Daily Reflection
December 8th, 2004
by
Michael Lawler
Theology and the Center for Marriage & Family
Click here for a photo of and information on this writer.

It is easy to be fooled by the readings for today’s feast.  It is easy to assume they are all about the woman, but they are not, at least not primarily.  They are, as biblical readings always are, primarily about God and the marvelous deeds God is doing in our world.  The responsorial psalm proclaims that and invites us to “sing to the Lord a new song, for the Lord has done marvelous deeds.”  The Lord God has, indeed, done marvelous deeds for the woman, and the same God continues to do marvelous deeds for us.

“The serpent tricked me, so I ate” was the woman-Eve’s excuse for knowing evil.  “My brother made me do it” was most often mine’s, sometimes alternated, à la Flip Wilson, with the more expansive “the devil made me do it.”  Always the effort to shift responsibility for evildoing to someone other than myself.  Not so with the woman-Mary.  She does not claim the devil made her do it, or that someone tricked her and so she did evil.  No.  She questions the angel,  “How can this be since I have no relations with a man?”  The answer is the standard biblical one, God has done marvelous deeds yet again, and explanation given Mary’s response is acquiescence in God’s deed.  “Oh, I see, God’s at work here.  Then be it done to me according to your word.”  Would that I could see and acquiesce to God’s deeds with such graciousness.
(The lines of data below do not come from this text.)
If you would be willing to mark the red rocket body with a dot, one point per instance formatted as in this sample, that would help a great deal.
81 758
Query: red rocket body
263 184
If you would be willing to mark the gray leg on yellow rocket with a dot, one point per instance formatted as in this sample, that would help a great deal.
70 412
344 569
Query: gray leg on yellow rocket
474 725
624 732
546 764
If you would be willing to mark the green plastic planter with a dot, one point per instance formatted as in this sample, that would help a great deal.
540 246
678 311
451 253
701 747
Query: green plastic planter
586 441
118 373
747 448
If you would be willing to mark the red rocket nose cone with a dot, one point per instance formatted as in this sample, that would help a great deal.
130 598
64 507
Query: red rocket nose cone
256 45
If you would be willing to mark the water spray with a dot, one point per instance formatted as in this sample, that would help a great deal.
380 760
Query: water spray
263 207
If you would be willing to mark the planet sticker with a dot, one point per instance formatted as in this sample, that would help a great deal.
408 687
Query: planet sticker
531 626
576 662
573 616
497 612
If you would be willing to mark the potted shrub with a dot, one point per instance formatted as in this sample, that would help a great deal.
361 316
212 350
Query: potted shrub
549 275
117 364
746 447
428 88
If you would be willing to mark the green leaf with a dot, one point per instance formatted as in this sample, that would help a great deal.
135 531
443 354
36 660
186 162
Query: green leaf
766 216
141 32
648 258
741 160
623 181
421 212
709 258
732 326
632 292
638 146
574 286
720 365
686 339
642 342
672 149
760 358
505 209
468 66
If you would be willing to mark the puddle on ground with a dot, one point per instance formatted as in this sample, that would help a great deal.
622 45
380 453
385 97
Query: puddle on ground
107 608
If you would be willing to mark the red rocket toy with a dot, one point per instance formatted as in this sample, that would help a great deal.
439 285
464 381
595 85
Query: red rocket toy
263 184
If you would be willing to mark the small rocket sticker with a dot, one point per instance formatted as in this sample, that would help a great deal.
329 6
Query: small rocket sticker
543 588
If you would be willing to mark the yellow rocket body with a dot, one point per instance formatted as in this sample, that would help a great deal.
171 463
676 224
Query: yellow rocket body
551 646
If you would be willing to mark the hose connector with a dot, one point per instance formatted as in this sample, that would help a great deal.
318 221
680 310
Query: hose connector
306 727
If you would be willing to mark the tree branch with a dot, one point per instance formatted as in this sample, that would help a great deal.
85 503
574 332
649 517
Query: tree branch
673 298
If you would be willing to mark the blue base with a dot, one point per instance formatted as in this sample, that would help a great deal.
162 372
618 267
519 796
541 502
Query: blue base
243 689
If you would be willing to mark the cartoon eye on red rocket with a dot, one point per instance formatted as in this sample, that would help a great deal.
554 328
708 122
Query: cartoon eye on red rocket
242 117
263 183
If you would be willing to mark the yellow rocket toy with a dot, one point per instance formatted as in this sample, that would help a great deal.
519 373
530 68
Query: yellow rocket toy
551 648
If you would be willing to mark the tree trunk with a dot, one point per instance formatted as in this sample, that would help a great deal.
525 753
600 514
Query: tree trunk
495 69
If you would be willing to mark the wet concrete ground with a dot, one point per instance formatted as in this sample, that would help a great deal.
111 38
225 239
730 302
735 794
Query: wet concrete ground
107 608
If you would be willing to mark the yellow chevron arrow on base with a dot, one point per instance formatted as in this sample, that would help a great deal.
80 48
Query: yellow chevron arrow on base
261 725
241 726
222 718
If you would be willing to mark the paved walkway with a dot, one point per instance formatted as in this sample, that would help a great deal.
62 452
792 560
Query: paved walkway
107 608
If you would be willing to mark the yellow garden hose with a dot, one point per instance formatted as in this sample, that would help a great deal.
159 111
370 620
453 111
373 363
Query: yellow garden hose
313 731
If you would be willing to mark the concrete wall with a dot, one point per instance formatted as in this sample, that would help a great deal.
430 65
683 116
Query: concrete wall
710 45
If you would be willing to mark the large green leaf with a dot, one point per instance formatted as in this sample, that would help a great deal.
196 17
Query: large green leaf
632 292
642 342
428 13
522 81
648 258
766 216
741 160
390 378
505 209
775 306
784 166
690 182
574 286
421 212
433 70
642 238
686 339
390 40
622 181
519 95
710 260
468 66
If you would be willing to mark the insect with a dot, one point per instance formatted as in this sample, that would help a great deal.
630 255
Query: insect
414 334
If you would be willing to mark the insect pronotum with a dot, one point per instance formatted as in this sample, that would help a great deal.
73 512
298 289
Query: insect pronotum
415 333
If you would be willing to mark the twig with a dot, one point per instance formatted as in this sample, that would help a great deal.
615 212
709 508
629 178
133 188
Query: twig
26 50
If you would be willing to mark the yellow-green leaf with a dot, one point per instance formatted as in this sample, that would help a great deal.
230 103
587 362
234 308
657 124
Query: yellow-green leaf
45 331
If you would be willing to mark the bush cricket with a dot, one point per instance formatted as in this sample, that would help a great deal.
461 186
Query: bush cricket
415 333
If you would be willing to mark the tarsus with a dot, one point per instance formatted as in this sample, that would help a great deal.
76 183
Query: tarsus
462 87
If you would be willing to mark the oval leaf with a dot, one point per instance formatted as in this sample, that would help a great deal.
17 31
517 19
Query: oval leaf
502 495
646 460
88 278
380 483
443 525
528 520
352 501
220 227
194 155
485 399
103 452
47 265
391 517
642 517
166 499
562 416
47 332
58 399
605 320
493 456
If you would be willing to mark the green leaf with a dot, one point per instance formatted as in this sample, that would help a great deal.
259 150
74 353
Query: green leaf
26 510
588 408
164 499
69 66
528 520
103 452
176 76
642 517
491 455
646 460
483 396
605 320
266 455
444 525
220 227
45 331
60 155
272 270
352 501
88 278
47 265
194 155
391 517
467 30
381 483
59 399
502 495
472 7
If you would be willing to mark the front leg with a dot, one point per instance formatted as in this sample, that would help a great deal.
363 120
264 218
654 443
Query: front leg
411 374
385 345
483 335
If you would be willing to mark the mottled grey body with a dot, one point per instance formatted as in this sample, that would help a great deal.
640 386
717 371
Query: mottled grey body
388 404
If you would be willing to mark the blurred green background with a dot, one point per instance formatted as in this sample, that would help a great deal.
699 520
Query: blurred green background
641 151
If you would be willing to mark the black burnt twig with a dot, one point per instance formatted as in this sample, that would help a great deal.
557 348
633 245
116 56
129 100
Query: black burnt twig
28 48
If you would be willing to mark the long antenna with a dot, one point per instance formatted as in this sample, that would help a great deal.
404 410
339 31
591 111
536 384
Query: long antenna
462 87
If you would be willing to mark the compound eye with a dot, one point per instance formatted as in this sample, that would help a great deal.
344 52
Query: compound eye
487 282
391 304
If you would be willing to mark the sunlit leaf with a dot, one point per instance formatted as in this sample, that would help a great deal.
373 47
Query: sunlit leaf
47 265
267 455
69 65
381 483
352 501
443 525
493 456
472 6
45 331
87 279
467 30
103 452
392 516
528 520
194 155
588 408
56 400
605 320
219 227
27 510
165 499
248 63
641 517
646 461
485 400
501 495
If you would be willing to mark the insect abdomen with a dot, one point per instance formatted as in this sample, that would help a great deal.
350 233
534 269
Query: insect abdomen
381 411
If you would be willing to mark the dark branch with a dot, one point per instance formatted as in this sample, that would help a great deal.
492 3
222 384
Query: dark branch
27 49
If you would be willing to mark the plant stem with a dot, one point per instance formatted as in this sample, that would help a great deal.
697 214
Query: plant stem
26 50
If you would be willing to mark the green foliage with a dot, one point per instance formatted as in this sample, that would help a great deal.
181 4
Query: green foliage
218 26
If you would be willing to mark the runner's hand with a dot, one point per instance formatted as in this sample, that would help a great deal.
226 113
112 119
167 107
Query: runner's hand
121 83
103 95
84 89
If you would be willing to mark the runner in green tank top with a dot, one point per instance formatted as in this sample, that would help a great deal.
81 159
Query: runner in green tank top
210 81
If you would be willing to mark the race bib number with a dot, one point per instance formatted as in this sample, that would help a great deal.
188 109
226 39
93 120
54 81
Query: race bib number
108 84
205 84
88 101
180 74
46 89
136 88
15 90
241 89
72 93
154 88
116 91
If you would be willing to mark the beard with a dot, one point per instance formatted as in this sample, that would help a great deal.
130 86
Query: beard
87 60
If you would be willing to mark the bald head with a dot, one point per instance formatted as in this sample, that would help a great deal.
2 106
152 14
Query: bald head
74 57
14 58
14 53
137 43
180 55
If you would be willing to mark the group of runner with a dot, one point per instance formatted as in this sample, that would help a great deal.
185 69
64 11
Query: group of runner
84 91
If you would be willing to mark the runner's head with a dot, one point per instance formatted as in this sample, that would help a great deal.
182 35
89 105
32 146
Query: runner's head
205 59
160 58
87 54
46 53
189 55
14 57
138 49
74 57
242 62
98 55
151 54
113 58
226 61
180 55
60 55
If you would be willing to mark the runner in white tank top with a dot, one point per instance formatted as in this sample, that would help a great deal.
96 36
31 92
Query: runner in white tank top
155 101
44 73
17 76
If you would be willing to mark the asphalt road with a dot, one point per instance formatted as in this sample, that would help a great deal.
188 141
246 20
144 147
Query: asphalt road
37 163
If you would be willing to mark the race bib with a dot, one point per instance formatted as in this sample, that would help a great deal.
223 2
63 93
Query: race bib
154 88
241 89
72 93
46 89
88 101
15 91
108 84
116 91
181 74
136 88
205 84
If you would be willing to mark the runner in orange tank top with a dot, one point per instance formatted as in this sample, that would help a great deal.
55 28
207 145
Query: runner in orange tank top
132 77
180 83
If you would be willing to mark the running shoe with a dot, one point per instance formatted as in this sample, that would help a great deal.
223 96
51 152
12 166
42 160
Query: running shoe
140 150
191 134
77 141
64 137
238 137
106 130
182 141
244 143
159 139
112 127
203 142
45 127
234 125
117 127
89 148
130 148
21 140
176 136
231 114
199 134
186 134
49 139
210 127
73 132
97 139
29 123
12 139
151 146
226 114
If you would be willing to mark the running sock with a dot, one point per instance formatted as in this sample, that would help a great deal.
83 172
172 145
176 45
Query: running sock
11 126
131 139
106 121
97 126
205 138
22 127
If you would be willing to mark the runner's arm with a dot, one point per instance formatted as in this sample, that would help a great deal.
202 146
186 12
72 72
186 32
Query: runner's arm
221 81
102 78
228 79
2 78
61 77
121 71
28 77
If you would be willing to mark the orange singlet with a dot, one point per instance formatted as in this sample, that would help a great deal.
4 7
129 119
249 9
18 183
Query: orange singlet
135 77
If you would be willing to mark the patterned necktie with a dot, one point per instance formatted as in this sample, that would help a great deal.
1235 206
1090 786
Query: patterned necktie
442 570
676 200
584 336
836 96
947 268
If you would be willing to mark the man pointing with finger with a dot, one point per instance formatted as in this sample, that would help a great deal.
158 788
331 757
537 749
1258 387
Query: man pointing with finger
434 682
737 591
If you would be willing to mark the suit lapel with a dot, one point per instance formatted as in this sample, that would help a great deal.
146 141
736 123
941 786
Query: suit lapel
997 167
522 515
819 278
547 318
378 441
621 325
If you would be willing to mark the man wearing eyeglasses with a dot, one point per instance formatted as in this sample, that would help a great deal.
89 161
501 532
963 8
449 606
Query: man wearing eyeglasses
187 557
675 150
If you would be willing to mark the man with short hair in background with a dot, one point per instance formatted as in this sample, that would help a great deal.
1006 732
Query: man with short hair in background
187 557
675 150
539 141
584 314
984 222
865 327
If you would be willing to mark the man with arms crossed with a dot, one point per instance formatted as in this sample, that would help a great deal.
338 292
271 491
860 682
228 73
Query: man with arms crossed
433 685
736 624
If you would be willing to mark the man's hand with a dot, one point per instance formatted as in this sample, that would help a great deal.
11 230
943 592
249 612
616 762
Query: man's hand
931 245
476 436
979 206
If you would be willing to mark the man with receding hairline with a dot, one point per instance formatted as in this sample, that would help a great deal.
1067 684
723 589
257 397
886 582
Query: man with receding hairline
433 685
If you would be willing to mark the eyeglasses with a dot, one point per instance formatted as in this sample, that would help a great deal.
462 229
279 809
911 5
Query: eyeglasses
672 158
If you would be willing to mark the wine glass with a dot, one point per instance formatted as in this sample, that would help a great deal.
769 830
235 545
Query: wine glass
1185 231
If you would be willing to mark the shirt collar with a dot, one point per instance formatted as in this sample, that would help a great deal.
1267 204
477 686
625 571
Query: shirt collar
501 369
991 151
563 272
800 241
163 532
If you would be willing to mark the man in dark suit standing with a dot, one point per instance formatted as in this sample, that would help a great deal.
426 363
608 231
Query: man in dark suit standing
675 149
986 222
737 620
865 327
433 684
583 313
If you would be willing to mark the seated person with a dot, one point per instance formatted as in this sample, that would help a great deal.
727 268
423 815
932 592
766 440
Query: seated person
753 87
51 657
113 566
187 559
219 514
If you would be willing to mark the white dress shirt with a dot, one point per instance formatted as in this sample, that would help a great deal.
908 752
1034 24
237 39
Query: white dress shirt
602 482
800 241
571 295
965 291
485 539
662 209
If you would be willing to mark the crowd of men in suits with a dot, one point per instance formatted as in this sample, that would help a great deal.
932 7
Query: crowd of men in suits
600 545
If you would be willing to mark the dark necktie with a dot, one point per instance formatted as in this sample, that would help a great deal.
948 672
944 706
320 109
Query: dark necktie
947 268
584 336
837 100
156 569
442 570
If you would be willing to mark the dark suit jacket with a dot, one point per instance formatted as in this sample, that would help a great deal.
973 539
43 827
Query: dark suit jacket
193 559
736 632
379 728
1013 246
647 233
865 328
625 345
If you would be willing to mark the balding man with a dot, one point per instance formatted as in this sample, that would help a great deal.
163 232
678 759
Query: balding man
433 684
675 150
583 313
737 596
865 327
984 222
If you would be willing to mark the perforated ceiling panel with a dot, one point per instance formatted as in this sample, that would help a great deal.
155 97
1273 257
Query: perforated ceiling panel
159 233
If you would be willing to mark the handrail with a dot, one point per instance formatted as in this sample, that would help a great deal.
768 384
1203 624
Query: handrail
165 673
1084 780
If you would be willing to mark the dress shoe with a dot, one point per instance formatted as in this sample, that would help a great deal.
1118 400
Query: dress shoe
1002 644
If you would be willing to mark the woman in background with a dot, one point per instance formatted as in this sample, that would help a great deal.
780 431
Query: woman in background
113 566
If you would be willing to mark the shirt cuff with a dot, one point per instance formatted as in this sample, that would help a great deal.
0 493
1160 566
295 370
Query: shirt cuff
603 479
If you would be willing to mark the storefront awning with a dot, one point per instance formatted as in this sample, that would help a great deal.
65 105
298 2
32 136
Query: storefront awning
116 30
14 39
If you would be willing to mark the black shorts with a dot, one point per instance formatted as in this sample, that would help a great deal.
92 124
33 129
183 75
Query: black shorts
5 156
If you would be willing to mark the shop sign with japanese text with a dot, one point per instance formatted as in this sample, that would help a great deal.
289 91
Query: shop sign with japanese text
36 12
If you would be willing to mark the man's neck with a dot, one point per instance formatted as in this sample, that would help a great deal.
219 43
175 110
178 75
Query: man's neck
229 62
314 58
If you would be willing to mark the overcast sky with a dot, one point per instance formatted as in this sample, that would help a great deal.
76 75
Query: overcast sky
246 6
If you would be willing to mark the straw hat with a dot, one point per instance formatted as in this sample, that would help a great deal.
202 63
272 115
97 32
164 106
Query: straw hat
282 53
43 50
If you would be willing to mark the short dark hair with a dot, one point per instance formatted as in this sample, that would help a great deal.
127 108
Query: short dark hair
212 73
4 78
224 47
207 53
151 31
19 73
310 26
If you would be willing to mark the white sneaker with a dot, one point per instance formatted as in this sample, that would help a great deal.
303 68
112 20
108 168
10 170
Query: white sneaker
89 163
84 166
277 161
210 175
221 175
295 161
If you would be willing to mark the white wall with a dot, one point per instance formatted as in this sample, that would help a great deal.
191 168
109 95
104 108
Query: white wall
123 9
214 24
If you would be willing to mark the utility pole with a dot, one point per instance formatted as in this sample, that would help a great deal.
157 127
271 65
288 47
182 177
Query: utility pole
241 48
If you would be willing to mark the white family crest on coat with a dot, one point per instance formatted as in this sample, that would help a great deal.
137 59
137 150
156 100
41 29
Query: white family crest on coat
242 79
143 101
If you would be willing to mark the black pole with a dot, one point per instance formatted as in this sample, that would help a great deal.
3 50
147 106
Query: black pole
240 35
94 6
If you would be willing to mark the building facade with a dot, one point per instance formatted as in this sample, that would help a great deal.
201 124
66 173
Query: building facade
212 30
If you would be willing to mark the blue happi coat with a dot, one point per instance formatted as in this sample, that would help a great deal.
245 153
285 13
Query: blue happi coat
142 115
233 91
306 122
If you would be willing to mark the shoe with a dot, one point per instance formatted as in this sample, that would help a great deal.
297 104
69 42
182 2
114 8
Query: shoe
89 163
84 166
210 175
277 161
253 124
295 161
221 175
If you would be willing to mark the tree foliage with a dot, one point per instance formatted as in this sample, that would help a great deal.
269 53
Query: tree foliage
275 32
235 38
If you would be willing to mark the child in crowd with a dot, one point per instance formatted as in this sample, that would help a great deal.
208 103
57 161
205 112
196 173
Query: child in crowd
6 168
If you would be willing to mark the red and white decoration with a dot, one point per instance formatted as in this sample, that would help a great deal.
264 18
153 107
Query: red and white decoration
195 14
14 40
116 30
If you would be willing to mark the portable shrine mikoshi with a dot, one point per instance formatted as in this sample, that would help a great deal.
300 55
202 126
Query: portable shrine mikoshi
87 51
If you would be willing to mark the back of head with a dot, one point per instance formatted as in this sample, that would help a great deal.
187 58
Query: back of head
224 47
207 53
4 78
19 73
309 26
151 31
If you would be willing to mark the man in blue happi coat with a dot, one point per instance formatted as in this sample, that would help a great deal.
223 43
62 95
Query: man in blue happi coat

Today’s feast, however, is not about God’s great deed in Mary’s pregnancy; it is about God’s even greater deed in Mary’s salvation.  Mary, daughter of ‘ad’am, humankind, ought to suffer the frailties that afflict all humankind.  She ought to suffer the consequences of sin that all humans suffer.  Today we celebrate that Mary never suffered those consequences, that she never suffered them because of God’s marvelous deed that saved her from them from her first moment in her mother’s womb, and that God, steadfast and unchanging, yesterday, today, and the same forever, saves us today as God saved Mary all those years ago.  The song we are called to sing today about God’s marvelous deeds of salvation, therefore, is the very same song Mary sang.  It is a new song, however, not because the song is new but because we the singers are new.  It is vital to the salvation of ‘ad’am, all humankind, that we who confess God sing that song to the marvelous deeds of God and remember that this song is to be sung primarily in deeds and not in words.  For “Not everyone who says to me ‘Lord, Lord’ will enter the kingdom of heaven but he [and she] who does the will of my Father.” (Matt, 7:21)  I invite us all to join today in singing and in doing that song in unison.